This morning, a Tweet by Anonymous (@YourAnonNews) caught my eye, reading: “17-year-old boy in coma, fighting for life after Texas cop tasered him for breaking up a school fight.” Shocked, I clicked on the link provided in the Tweet, leading me to a story on a site called Alternet.com. The headline read the same: “17-Year-Old Boy in Coma, Fighting for Life After Texas Cop Tasered Him For Breaking Up a School Fight.”
(Worth noting, the first response to the Anonymous Tweet read: “bet he’s black.” Wrong! The teen is not black but rather Hispanic, so please cash in your chips at the nearest station.)
The idea of police tasering a student “for breaking up a school fight” seemed fishy to me, so I read on.
The Alternet.com writer states:
Noe Nino de Rivera, had successfully stepped in to break up a fight between two girls at Cedar Creek High School when school officials called in Randy McMillan, a Bastrop County sheriff department deputy. McMillan told the boy to step back and the teen obliged, with his hands in the air. Yet, in a vicious act of police brutality, McMillan tasered the boy anyway, who fell onto his face and was knocked unconscious. [bold emphasis mine]
Is anyone else’s B.S.-alert going off right now? Really? A police offer will taser a student for breaking up a fight? And they’ll taser him “anyway” when he abides by police requests to step back?
So I went to the original source linked to in the Alternet.com article, the local news story (KXAN in Austin, TX). Not surprisingly, the report there is glaringly different:
The Sheriff’s Office says the teenager interfered with officers trying to break up a fist fight between two girls. They say he made aggressive moves, and was tased.
Ahh. So did the teen break up a fist fight, as Alternet.com describes, or was he interfering with officers trying to do so? Also, the police claim he made aggressive moves, yet the Alternet.com article claims he cooperated and backed away when asked to do so.
What’s most irritating here is that the Alternet.com article cites the local news story. So how it is one reads the local news story’s report, and spins it into: ‘Boy tasered for breaking up a fight’?

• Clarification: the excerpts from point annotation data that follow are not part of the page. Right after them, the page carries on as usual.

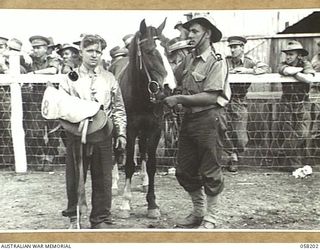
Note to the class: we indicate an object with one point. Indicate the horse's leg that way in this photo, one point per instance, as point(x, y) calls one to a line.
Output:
point(129, 170)
point(115, 178)
point(153, 208)
point(143, 157)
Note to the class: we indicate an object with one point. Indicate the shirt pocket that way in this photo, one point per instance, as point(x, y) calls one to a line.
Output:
point(196, 83)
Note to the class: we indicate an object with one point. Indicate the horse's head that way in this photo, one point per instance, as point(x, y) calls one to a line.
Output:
point(151, 62)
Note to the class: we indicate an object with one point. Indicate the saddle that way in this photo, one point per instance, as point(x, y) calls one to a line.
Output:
point(77, 116)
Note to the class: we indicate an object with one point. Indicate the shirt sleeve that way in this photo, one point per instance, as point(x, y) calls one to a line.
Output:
point(118, 112)
point(307, 68)
point(281, 67)
point(54, 62)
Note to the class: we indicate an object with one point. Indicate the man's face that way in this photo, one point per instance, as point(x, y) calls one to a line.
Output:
point(237, 50)
point(197, 34)
point(67, 55)
point(39, 51)
point(3, 48)
point(291, 57)
point(91, 55)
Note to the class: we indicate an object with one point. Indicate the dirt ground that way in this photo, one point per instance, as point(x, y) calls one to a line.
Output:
point(250, 200)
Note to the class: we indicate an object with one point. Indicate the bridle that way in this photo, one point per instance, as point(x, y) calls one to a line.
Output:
point(153, 86)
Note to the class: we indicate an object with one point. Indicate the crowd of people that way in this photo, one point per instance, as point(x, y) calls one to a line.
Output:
point(215, 111)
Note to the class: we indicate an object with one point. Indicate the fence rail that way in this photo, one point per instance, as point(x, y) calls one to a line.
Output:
point(12, 83)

Police use of tasers is admittedly controversial and should be re-examined, as there are too many stories of individuals suffering severe reactions, including death. That said, tasers are currently allowed and considered by many to be the most effective way to control a situation. Pray tell, what should a police officer do with a grown male who is being aggressive? Yell at him until he stops? Shoot him the leg? Engage him in a fistfight? (Imagine the videos that would go viral, of a police officer decking a student.) Sadly, there are few options.
We complain about crime and violence in our schools and in our neighborhoods, yet we want to tie the hands of those who seek to protect us, then smear them with false headlines? Sorry, count me out.